[Samba] Mutli-Homed Subnetting - Advice please
Charlie
medievalist at gmail.com
Mon Jul 28 23:11:07 GMT 2008
On Mon, Jul 28, 2008 at 1:41 PM, <jools at oss4all.plus.com> wrote:
> 1) I assume that as the NICs are on the same server (PDC & WINS) the WINS
> server part of Samba will store both NIC IPs in the wins.dat file and that
> it'll answer WINS queries from both subnet without a problem. Dynamic data
> will be stored on the PDC so I assume this will be easy. Am I on safe
> ground here?
My WINS servers have 2 to 6 NICs each. No problems there.

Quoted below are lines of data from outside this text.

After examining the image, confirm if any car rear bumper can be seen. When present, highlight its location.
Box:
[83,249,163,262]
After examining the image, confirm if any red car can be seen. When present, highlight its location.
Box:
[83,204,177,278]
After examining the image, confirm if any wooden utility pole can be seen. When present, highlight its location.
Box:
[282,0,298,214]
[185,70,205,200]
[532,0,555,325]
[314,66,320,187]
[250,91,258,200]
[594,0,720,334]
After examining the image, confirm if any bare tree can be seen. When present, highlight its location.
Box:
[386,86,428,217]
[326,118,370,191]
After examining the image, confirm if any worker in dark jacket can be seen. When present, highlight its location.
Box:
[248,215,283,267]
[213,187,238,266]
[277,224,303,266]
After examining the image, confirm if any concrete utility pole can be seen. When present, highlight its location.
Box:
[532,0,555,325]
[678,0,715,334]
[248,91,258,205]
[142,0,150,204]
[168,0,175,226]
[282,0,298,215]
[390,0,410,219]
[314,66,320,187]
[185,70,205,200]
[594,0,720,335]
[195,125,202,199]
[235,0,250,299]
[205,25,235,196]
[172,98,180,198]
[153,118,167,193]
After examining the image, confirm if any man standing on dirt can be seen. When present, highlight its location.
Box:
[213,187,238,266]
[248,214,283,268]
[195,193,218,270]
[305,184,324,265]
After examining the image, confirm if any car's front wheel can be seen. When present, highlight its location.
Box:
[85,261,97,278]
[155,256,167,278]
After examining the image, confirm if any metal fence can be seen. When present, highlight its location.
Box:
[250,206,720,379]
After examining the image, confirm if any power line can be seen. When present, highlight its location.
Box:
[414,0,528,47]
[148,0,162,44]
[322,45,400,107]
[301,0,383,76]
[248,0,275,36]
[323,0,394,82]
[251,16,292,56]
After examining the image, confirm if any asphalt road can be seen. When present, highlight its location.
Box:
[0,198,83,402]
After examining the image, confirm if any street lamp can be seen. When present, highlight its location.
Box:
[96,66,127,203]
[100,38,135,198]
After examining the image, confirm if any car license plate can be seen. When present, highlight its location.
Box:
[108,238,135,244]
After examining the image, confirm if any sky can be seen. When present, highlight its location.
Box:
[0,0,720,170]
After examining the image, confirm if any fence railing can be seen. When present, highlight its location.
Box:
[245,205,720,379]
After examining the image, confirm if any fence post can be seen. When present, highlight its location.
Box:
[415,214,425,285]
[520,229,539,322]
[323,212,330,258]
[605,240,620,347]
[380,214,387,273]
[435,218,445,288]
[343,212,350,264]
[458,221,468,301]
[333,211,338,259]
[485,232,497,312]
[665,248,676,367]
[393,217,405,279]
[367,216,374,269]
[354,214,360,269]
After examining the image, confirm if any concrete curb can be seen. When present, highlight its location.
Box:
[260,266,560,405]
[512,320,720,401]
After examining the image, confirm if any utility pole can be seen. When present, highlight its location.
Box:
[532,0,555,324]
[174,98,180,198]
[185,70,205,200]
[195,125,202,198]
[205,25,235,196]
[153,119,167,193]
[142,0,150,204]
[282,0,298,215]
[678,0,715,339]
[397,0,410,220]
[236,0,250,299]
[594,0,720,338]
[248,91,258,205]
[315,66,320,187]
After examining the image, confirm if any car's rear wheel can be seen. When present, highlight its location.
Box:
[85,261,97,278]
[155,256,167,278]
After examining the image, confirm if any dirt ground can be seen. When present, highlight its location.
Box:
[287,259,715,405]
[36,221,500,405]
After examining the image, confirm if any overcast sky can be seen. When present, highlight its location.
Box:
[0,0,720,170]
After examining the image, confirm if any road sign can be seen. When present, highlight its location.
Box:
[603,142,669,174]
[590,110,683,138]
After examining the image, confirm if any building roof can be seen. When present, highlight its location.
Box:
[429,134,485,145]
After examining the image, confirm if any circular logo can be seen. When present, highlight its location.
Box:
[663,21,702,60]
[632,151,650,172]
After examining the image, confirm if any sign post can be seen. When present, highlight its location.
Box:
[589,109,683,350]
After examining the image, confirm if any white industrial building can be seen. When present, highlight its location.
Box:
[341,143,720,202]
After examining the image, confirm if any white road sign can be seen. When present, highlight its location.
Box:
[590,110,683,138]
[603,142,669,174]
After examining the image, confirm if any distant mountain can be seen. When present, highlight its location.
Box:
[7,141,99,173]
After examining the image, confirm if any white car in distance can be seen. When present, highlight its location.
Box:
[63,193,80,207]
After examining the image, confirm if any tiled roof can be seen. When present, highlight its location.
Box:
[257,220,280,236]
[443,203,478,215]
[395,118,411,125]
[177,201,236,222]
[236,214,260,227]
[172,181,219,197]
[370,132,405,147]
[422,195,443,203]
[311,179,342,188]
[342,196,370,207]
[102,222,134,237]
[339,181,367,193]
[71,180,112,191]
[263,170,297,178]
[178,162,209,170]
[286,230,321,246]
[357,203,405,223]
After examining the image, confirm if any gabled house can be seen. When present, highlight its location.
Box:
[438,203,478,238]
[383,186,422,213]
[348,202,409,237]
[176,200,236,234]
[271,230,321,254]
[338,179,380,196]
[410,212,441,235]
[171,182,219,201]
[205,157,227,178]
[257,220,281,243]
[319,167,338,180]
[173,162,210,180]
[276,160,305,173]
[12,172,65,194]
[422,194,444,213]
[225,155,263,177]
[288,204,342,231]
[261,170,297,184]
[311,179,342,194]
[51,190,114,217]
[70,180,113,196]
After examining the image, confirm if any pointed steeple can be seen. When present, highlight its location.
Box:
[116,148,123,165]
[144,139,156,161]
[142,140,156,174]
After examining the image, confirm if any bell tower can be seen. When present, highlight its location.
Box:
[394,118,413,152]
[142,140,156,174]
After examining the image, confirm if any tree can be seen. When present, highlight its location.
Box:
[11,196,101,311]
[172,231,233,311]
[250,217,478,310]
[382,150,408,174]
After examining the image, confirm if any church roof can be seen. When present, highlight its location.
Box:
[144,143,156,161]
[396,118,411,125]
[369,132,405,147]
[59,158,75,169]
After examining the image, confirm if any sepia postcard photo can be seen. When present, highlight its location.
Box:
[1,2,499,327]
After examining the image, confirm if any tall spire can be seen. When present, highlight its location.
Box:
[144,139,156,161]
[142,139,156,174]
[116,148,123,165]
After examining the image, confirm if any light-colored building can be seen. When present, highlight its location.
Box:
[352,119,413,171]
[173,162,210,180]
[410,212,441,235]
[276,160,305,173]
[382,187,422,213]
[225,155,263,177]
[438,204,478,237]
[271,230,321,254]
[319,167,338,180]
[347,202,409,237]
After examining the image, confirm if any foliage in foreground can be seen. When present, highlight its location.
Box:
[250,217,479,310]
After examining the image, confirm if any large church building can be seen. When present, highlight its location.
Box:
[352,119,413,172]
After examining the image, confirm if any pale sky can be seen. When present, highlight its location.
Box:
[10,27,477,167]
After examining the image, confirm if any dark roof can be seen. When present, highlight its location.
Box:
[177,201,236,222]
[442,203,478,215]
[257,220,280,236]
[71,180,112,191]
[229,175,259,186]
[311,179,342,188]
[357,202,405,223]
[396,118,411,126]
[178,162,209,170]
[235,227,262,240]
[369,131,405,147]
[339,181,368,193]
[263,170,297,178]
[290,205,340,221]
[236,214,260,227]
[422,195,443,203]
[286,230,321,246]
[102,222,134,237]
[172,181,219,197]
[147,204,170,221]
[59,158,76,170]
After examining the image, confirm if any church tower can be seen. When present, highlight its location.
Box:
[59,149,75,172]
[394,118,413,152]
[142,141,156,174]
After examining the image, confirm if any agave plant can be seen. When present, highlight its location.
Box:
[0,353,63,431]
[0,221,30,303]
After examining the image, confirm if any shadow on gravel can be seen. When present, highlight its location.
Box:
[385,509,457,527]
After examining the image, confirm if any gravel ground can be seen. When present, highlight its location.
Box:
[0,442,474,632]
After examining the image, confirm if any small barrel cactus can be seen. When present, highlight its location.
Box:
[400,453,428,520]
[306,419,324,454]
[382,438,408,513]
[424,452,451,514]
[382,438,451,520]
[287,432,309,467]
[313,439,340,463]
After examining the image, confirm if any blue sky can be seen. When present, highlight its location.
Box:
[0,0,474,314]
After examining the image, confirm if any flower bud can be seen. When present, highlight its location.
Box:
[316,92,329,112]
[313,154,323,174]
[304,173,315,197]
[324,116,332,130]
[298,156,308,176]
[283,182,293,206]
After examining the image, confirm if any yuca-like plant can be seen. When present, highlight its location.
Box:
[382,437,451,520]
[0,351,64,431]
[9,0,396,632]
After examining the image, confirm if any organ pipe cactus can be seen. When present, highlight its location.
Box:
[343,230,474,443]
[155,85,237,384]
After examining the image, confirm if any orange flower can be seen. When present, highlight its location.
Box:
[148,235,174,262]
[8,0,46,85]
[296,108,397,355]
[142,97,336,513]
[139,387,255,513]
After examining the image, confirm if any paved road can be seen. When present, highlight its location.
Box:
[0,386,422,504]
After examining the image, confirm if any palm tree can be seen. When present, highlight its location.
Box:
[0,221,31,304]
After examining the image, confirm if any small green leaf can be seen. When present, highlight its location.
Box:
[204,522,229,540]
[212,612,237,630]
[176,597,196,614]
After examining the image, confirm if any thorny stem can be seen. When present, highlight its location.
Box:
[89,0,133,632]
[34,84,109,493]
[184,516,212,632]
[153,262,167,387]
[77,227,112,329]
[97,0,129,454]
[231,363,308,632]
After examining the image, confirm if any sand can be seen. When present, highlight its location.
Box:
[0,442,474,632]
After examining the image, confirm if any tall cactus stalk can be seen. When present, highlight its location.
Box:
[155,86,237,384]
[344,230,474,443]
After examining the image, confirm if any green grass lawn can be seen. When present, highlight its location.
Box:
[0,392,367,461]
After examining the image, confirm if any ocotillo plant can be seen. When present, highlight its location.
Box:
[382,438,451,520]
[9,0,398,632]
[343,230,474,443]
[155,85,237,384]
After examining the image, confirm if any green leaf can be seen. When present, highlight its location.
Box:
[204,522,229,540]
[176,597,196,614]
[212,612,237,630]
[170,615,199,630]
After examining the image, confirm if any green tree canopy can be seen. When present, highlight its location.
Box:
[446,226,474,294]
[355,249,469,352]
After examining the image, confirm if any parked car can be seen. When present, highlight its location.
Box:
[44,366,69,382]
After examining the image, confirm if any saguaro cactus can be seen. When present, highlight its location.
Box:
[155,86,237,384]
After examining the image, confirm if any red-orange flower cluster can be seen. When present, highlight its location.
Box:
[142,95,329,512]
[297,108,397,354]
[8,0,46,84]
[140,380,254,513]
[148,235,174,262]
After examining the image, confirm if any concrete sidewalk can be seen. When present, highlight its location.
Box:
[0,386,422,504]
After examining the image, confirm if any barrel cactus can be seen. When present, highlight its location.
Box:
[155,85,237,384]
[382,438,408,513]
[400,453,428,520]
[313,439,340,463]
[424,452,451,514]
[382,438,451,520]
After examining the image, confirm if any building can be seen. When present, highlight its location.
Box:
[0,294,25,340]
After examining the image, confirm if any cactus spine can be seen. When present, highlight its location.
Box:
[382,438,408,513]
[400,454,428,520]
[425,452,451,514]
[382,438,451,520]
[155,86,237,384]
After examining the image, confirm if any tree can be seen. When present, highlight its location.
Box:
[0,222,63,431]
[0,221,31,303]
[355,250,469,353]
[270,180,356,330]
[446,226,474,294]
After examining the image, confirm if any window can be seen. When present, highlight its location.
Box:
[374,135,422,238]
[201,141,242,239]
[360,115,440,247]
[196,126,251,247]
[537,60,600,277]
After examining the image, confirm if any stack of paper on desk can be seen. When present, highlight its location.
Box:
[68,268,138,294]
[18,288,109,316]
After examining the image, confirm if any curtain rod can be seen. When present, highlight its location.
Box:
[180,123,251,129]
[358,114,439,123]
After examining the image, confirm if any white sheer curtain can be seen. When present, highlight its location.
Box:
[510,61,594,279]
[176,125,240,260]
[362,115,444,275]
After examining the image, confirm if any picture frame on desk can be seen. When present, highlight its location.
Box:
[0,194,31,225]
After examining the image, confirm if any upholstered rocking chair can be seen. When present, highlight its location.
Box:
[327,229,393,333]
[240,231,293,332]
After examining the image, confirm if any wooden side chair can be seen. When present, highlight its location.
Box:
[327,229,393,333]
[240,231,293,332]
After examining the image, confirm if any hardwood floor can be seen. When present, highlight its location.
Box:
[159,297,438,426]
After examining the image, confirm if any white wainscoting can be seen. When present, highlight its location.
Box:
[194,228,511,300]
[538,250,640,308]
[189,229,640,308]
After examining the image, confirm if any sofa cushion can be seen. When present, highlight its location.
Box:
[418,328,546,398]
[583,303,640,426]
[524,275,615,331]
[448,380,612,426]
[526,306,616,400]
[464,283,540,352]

> 2) I plan to have a server on each subnet that will hold the static data
> and act as BDCs relieving the load on the PDC. Effectively, the content
> will be identical but as staff update data on one, is there a way of
> binding the server shares together so one updates the other. I know you
> can bind two drives on a unix box together with mount --bind. Has anyone
> tried binding two samba shares together? Is it easier to script an rsync
> -u .
I would make one machine a WINS, DNS, and PDC server with no shares
other than the logon share and possibly user homes. Then I'd set up
two more servers that did nothing but share files, with 2 NICs in
each. Many of my file servers have 4 NICs in them and work fine.
Complexity is the enemy of reliability - I would avoid synchronizing
shares and instead architect so that a single set of shares can be
reached by all. NICs are cheaper than the time it takes to build
reliable synchronized file shares.
> 3) Finally, I need to run login scripts based on group membership but with
> static data shares mounted on a different server depending on the subnet
> you're on. Any tips on stacking login scripts? Can samba do this.
You can dynamically generate your logon scripts. See here:
http://freshmeat.net/projects/exampleadvancedsambaloginscript/
> Any hints and tips appreciated. I have limited time to do this and set up
> three web servers with limited time for testing but that's life.
I've found keeping my PDC/logon servers separate from my "heavy
lifter" file servers saves me much pain; I can work on login and
authentication issues separately from load and permissions problems.
I also use DHCP to set my windows clients to "hybrid" mode.
option netbios-dd-server 192.168.0.1;
option netbios-node-type 8;
# 1 B-node: Broadcast - no WINS
# 2 P-node: Peer - WINS only.
# 4 M-node: Mixed - broadcast, then WINS
# 8 H-node: Hybrid - WINS, then broadcast
# It should be obvious that this is a bit-mapped value, more info in
RFCs 1001 and 1002
You can really clog up a network fast with broadcast name
resolution, so you want to restrict that as much as possible.